Но Кьеркегор по праву утверждает (повторяя за Августином), что чудо есть только знак, который следует интерпретировать, и что оно остается лишь двусмысленным показанием, все еще «непрямым», как само кажущееся «прямым» утверждение «Христос был Богом», опрокидывающееся в непрямоту, так как оно не имеет некоего простого смысла, который мы могли бы понять, но указывает на «невозможное». Каждое непрямое утверждение требует интерпретации, следовательно, для Кьеркегора мы может признать Христа в теории, только «повторив» вочеловечение в практике, которая сама по себе сохраняет некую непрямоту в своем лингвистическом измерении. В его позднейшем понимании этой стороны апостольства, Кьеркегор распознает, что даже если мы указываем на Христа, то этот жест остается загадочным образом само-референтным вслед за дискурсом самого Христа и, следовательно, начинает понимать тот церковный аспект, который более или менее отрицался в рамках его мысли[415].

Идея повторения Христа в наших собственных жизнях как поддержание непрямоты помогает в интерпретации экхартовской связи между вочеловечением и рождением Христа в душе. Это рождение происходит с помощью благодати и обрядового перехода, и все же из-за невыразимого парадокса вочеловечения его репрезентация должна состояться с помощью нетождественного повторения, и она, следовательно, также возникает из уникальной личности христианского последователя, так что благодать божественной личности Христа, переданная через его человечность, позволяет личности последователя подняться во всей ее полноте. И это новое личное проявление самого Христа выражает в большей степени загадку истинной личности кого-либо, чем некую репрезентируемую истину.
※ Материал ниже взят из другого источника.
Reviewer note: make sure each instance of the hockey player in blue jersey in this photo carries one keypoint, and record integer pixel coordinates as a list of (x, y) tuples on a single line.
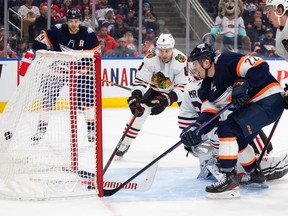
[(67, 37), (274, 164), (258, 98)]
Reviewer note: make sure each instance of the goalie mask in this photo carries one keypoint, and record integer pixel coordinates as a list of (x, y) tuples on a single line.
[(165, 41), (73, 13)]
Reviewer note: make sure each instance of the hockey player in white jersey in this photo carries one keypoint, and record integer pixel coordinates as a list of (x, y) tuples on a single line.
[(159, 82)]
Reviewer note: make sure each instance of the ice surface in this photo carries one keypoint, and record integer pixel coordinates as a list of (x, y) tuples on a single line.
[(175, 191)]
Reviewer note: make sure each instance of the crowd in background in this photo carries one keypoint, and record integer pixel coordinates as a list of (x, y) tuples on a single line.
[(116, 25)]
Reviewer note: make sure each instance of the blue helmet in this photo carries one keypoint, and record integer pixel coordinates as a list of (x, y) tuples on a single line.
[(73, 13), (203, 51)]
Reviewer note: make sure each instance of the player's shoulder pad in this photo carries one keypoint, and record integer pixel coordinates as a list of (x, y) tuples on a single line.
[(179, 56), (58, 26), (89, 30), (151, 54)]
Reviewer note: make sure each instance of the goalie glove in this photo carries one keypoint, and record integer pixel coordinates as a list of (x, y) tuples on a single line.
[(162, 101), (134, 102), (191, 137), (240, 92)]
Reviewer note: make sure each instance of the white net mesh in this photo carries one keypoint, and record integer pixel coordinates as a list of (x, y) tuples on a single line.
[(47, 130)]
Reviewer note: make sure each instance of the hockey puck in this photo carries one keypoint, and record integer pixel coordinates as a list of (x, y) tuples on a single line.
[(8, 135)]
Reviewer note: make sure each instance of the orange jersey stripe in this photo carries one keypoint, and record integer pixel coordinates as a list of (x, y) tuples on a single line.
[(227, 139), (230, 157), (263, 90), (249, 163)]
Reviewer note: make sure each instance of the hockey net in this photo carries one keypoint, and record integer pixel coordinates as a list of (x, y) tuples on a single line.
[(51, 129)]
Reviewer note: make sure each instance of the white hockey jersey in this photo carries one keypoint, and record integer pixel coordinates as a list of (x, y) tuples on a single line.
[(282, 42), (175, 72)]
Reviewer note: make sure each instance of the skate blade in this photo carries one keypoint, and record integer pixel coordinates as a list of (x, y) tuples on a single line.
[(118, 158), (231, 194), (255, 186)]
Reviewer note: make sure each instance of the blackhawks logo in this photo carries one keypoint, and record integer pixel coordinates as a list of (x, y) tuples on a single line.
[(285, 44), (150, 54), (180, 58)]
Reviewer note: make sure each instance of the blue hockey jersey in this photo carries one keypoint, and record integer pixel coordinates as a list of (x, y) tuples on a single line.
[(229, 67), (59, 36)]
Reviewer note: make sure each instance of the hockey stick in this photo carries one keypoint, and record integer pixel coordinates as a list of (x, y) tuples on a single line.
[(115, 190), (134, 186), (115, 84), (268, 141), (118, 144)]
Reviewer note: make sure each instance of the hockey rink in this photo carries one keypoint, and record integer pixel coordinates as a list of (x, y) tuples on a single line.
[(175, 190)]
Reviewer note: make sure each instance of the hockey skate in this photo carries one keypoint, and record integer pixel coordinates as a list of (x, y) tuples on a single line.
[(91, 136), (122, 149), (256, 179), (227, 187)]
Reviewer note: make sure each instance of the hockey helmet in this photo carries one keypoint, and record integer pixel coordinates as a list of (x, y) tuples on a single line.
[(165, 41), (73, 13), (203, 51), (276, 3), (209, 39)]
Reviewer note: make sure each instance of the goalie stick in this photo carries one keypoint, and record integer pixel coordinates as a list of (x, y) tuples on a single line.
[(267, 142), (115, 84), (118, 144), (110, 192), (134, 186)]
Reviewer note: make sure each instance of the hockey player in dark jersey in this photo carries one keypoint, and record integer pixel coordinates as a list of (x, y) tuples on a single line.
[(257, 97), (67, 37), (274, 164)]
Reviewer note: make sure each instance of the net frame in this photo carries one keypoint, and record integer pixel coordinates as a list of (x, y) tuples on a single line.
[(20, 188)]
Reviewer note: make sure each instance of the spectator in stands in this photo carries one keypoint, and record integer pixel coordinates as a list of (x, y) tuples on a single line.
[(67, 4), (87, 18), (110, 42), (129, 5), (103, 46), (101, 10), (123, 50), (116, 4), (119, 28), (15, 4), (257, 31), (40, 23), (83, 3), (10, 53), (29, 14), (268, 44), (21, 48), (131, 41), (149, 17), (109, 21), (150, 40)]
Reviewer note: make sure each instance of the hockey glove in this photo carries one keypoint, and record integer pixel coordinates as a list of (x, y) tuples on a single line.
[(285, 98), (191, 137), (240, 92), (134, 103), (162, 101)]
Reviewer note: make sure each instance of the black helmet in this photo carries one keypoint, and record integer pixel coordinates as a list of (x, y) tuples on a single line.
[(73, 13), (203, 51)]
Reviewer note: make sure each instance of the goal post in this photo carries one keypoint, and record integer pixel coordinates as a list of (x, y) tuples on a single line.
[(51, 128)]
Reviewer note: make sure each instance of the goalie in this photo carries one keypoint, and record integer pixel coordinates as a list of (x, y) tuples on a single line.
[(258, 97), (274, 165), (67, 37)]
В том, что касается этого вопроса христологического искупления, Жижек прав, утверждая, что у Экхарта нельзя найти ничего похожего на карательно-замещающую теорию искупления, но такие теории в любом случае возникли, только начиная с Лютера. Предыдущие католические теоретики, включая Ансельма, никогда (если внимательно читать) не утверждали, что бесконечный Бог может получить какое-либо конечное подношение, так как это послужило бы отрицанием вечного и независимого бытия (aseity) Христа, а теология до Реформации управлялась принципами метафизической строгости[416]. Вместо этого они все утверждали, что грех, как необходимо конечный по определению, заключает человека в рамки конечности, а следовательно, крепче утверждает его в структурах смерти и греховности. Это можно преодолеть только посредством введения бесконечного в конечное и парадоксальной идентификации бесконечного с конечным. Жижек утверждает, что Откровение, указывающее, что есть только конечное и что это каким-то образом бесконечно, позволяет конечному самому по себе превзойти зло. Но традиционные доктрины искупления удерживают вместе и в напряжении ту точку зрения, что конечность, с одной стороны, должна действительно извлечь себя из своего контингентного самообязывания, а с другой – что она не может сделать этого по определению, если она отрицает свое онтологически конститутивное отношение к бесконечному, а следовательно, отрицает себя. Практическое парадоксальное решение этой апории – вочеловечение, в котором конечное, действуя во времени совершенным образом и выстрадав совершенным образом свою недостаточность благодаря воплощению посредством бесконечного (вечного Сына), в конце концов преодолевает эту недостаточность.